During the opening address of the Chinese People's Political Consultative Conference (CPPCC) in Beijing yesterday, China's lunar exploration program's chief designer Wu Weiren told members of the audience that sending a probe to Mars was the next logical step after the success of their recent moon landing, which took place in December of last year.

"Over the past 60 years, we've made a lot of achievements, but there is still a large distance from the world space powers. We must speed up our pace," said Weiren. "Next year, we will launch a Mars probe, which will orbit around the Mars, land on it and probe it."

In addition to an intended Mars mission, Weiren also announced that China's National Space Administration (CNSA) will send another probe to the Moon, which will take samples from the surface and send them back to Earth for observation and testing.

Reports surfaced in November that Chinese scientists selected two preliminary areas on Mars for possible rover landings in an attempt to lay some groundwork for a possible launch.

News of the proposed mission also came in the wake of the opening of a Mars simulation base in China's Quinhai Province on Friday, which was created with the intention of drawing the country's younger demographic to space exploration.

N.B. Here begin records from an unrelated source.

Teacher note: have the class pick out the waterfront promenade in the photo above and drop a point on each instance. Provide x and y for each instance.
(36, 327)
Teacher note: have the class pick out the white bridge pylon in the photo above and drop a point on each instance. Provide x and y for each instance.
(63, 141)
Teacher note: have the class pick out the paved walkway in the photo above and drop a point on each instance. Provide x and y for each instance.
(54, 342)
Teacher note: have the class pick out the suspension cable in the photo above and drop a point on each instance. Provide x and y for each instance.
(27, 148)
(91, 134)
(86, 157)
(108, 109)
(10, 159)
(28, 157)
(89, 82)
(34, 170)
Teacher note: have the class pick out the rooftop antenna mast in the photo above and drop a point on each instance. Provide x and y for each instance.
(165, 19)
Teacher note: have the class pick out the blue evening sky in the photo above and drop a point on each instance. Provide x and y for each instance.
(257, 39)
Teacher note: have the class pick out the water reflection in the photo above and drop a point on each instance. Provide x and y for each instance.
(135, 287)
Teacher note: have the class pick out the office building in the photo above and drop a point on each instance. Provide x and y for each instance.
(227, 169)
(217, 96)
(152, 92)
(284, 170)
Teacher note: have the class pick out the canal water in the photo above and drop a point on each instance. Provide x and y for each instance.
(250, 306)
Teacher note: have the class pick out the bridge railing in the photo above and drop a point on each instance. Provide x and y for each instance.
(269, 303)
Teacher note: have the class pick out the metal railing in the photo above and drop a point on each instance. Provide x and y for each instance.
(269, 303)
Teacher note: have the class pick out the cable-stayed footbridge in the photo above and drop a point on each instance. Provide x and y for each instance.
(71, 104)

The Chinese state-run Global Times reported that the base, approximately 53,330 square meters in size, cost an estimated $22.3 million in construction. The project began in June of last year and was completed a few months later.

Located in the province's Qaidam Basin, the area, which bears similar coloring to the Red Planet, is rocky in terrain and contains an arid climate — a few of the many reasons why the site was chosen for the base, according to project founder Gao Junling.

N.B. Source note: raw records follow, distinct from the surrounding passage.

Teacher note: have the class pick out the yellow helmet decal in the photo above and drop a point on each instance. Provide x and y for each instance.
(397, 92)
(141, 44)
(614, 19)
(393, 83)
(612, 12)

The move to spur interest in China's space program is part of a longer, ongoing effort, compounded by the fact that China didn't enter the space race, dominated primarily by the United States and Russia, until 1970.

Significant advances have been made within the past two decades, starting with the launch of China's first lunar orbiter, Chang'e 1, in 2007. A few years later, the country launched Yutu 1, its first-ever space rover, onto the surface of the moon in 2013. 

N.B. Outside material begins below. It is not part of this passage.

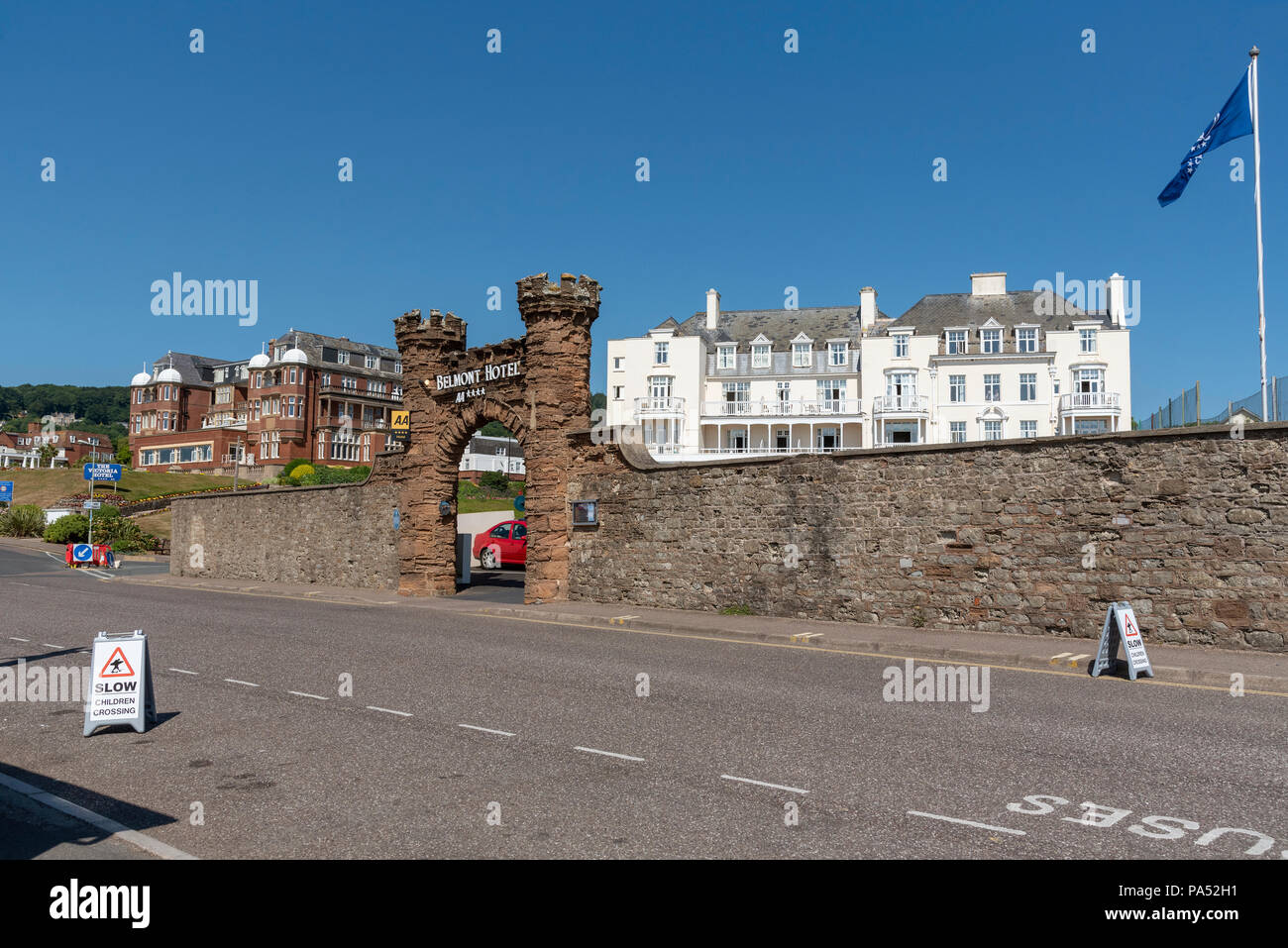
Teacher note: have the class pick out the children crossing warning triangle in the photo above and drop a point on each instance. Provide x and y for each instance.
(117, 666)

The mission, named Chang'e 3, was followed by a second rover and probe, Yutu 2, which landed on the far side of the moon last year — the first time a landing of that kind has ever been completed.

This isn't the first time China has attempted to send a spacecraft to Mars. In 2011, CNSA sent an orbiter named Yinghuo-1 to the Red Planet via the aid of Russia’s Phobos-Grunt mission but was ultimately unsuccessful when it failed to leave the Earth's orbit.